Hollanda’da ‘başörtülü polis’ tartışması: Bakan Yeşilgöz ‘Dini sembole izin yok’ dedi, İnsan Hakları Enstitüsü bakanı eleştiriyor

Kaynak, EPA
Hollanda Güvenlik ve Hakkaniyet Bakanı Dilan Yeşilgöz, kendisine bağlı Poliste Irkçılık ve Ayrımcılıkla Savaşım Ulusal Koordinatörü’nün, güvenlik mensuplarının başörtüsü ve öteki dini sembolleri takabilmesi önerisine karşı çıktı.

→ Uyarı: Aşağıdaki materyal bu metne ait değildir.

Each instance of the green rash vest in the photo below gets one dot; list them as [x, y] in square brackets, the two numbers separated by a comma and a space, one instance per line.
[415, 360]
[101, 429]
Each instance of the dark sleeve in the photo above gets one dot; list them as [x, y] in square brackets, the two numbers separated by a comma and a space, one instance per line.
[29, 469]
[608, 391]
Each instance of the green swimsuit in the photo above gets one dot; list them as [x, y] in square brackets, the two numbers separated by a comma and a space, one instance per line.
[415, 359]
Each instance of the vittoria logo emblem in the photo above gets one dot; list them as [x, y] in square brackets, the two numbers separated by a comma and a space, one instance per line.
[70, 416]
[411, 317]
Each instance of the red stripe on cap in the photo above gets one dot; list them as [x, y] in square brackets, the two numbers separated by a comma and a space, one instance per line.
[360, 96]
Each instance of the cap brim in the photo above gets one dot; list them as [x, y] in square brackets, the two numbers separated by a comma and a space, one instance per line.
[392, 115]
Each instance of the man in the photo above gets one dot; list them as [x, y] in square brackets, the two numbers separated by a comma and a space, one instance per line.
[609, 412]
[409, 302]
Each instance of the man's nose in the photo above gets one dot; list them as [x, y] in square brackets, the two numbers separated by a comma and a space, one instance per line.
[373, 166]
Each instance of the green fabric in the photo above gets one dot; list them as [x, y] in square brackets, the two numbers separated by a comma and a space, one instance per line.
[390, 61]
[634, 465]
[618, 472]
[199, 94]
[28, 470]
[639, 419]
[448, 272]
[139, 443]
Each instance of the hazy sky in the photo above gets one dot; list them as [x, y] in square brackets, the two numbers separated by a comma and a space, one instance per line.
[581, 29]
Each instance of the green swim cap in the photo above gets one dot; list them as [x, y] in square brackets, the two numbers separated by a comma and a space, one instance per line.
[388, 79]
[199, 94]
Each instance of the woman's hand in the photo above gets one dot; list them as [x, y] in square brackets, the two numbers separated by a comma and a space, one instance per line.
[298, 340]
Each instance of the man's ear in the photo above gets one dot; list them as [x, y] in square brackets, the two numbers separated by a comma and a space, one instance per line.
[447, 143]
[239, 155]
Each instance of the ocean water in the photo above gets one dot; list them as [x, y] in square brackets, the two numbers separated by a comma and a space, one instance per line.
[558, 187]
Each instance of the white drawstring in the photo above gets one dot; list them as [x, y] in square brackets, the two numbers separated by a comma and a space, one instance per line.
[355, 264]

Hollanda İnsan Hakları Enstitüsü, bakan olduğu sürece, polis memurlarının başörtüsü ya da öteki dini sembolleri taşımasına izin vermeyeceğini söyleyen Yeşilgöz’ün bu tutumunu eleştiriyor.
Hollanda Poliste Irkçılık ve Ayrımcılıkla Savaşım Ulusal Koordinatörü Johan van Renswoude’nin, açıklamaları, ülkedeki başörtüsü tartışmasını tekrardan alevlendirdi.
Renswoude, Hollanda medyasına yapmış olduğu açıklamada, polis içinde “çeşitliliğe izin vermenin iyi olacağını” belirterek, memurların başörtüsü ya da öteki dini sembolleri takabilmesi icap ettiğini altını çizdi.
Polis sendikasının, “Saldırganlığı çağrıştırır” diyerek eleştirdiği dini sembol önerisine, Güvenlik ve Hakkaniyet Bakanı Dilan Yeşilgöz de karşı çıktı.
Renswoude’nin başörtüsü önerisi Hollanda Temsilciler Meclisi’nde tartışıldı. Bu mevzuda milletvekillerinin sorularını yanıtlayan konuşan Yeşilgöz, üniformalı polis memurlarının başörtüsü yada başka bir dini sembol takmasına izin verilmeyeceğini söylemiş oldu.
Yeşilgöz, “Ben bakan olduğum sürece polis üniformaları yansız olacak. Bana nazaran başörtüsü ya da herhangi bir eklenti mümkün değil. Aslına bakarsanız o yüzden üniforma deniyor” dedi.
Üniforma gerektirmeyen öteki işlerde başörtüsüne izin verildiğini söyleyen Bakan Yeşilgöz’e nazaran, kamusal alanda üniforma üstüne dini sembollerin takılması mümkün değil.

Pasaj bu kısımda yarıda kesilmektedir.